While there’s no debate, the person opening the door has the obligation to check the path is clear, if Tesla can avoid an accident, they should. It seems like this update does a better job of detecting and then controlling (read: avoiding), doors opening in front of it.
Improved smoothness through turns by using an optimization based approach to decide which road lines are irrelevant for contra given lateral and longitudinal acceleration and jerk limits as well as vehicle kinematics.
While this is near the end of the release notes, this may get FSD Beta users the most excited of all. Smoothing out the turn radius of the vehicle around corners should deliver a more human-like and potentially even super-human feel to the drive.
At intersections, there can often be an large volume of superfluous lines on the road, most of which we ignore as drivers, while FSD is busily working out if any are meaningful to its path planning network. Most of the time, we create these trajectories around corners in our minds and adapt according to the specific corner we’re taking. It seems like Tesla are taking a similar approach in the way they guide the car through a particularly space, understanding that many lines are indeed irrelevant.
Improved stability of the FSD UI visualizations ethernet data transfer pipeline by 15%.
The visualisations on screen have improved dramatically since the first versions of FSD Beta and it seems we’re getting another significant boost to that in this release. As Tesla talks about the stability of the FSD UI visualisation, it’s easy to imagine this improvement as less cars moving between different object types (car, truck, back to a car etc). The other issue that is getting better is the ‘dancing’ cars that are obviously stationary when you look out the window, but the visualisation is busy assessing and re-assessing their position and orientation.
The whole idea of visualising the outside environment to the vehicle occupants, is to provide confidence the system is accurately seeing the world around it. When objects move, and morph, this reduces confidence, so any improvements here are very welcome.
Improved recall for vehicles directly behind ego, and improve precision for vehicle detection network.

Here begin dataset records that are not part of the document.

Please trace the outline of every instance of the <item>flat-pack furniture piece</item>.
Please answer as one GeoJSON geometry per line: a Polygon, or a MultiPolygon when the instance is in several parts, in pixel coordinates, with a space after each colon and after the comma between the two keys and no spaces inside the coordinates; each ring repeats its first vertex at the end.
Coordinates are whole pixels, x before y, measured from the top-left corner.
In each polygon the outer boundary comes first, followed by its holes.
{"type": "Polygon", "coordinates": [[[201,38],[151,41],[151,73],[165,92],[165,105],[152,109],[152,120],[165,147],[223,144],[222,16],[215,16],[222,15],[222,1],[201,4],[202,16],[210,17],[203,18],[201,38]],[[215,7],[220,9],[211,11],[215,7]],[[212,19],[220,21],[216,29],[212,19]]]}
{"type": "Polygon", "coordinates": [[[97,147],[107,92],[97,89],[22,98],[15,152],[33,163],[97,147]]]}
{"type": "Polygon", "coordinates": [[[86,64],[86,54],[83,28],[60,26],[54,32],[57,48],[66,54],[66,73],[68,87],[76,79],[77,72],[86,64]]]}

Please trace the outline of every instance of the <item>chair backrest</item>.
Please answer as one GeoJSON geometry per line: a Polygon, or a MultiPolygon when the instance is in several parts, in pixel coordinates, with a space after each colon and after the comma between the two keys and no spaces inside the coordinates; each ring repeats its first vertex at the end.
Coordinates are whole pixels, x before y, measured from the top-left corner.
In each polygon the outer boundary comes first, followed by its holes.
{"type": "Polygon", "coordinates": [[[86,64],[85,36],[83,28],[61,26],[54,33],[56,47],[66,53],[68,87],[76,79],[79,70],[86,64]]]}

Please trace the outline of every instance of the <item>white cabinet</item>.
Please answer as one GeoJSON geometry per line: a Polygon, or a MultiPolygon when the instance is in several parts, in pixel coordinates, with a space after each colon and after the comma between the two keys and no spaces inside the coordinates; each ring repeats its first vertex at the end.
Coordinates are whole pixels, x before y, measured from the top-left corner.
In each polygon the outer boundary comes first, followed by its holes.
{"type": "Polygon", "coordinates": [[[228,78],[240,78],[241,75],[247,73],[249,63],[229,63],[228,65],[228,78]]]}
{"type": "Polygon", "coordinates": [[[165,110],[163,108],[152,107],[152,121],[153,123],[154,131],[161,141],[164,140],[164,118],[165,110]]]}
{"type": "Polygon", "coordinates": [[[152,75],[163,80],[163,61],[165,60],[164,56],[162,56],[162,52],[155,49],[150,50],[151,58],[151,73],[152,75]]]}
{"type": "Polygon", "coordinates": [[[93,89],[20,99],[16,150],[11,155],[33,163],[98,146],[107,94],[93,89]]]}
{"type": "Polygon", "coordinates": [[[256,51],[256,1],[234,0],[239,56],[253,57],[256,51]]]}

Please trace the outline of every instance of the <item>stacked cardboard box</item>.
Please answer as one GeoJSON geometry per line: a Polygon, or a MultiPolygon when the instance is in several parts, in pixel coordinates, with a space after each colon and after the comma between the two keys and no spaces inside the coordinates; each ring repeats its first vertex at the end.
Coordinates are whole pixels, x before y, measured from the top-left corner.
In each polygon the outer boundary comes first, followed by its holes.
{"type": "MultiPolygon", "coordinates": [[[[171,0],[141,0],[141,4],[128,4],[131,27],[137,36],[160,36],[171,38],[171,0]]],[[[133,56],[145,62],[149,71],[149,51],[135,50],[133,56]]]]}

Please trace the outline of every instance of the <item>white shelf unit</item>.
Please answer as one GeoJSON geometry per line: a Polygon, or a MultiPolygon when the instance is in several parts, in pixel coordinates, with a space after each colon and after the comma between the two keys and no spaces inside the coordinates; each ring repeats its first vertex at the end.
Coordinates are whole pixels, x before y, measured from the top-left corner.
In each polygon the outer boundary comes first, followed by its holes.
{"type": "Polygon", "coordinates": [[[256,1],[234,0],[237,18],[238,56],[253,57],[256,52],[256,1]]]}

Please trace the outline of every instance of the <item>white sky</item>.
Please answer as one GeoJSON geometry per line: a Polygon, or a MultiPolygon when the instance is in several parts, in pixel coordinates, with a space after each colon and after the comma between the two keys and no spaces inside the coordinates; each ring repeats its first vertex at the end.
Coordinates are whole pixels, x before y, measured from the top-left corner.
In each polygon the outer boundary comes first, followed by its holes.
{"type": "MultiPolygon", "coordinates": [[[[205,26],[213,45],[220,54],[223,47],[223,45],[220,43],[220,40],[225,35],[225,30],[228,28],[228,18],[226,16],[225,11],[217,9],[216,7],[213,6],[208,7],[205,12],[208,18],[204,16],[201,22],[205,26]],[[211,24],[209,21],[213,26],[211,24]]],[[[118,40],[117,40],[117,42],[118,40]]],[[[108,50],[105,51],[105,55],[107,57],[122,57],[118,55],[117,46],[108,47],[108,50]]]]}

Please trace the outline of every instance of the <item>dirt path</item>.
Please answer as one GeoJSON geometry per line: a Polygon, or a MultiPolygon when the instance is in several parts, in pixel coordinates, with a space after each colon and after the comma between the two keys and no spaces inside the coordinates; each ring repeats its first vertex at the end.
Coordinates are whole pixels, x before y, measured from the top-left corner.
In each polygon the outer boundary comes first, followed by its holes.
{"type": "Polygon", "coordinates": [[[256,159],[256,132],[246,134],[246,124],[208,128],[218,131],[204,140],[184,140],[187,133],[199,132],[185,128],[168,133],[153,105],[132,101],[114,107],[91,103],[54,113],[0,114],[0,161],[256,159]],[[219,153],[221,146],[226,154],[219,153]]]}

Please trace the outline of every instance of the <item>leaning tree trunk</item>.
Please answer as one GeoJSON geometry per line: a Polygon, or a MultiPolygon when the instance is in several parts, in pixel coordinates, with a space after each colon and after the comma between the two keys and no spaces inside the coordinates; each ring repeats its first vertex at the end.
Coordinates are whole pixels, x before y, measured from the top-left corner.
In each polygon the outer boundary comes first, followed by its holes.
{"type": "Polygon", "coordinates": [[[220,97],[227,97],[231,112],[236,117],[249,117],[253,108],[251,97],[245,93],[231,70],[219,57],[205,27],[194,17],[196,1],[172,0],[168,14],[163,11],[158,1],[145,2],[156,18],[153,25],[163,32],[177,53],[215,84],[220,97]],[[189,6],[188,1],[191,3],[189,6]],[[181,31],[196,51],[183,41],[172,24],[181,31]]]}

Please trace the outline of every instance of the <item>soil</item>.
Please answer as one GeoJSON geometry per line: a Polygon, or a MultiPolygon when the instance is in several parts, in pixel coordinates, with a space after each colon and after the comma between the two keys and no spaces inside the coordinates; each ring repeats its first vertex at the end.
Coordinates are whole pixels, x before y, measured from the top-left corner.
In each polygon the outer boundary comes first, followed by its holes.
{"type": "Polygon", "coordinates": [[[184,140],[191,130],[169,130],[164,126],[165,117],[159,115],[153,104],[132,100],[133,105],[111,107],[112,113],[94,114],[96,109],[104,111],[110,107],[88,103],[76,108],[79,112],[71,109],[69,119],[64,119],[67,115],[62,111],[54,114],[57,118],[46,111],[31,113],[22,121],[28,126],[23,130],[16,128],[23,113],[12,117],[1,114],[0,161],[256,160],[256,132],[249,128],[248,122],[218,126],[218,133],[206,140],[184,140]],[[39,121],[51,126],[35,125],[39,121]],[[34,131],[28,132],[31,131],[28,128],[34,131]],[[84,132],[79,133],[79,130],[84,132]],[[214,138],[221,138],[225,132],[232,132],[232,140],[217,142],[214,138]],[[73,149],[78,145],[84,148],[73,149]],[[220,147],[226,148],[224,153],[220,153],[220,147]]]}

Finally the last point relates to improved recall of vehicles directly behind. Vehicles behind may not seem all that important on the surface, but improving the precision around identifying the following vehicle can be incredibly important when forecasting (and hopefully avoiding) a potential rear-end collision.
If Tesla are able to monitor the distance to the following vehicle more accurately, they could potenitally check available space ahead of the vehicle and accelerate to avoid an accident.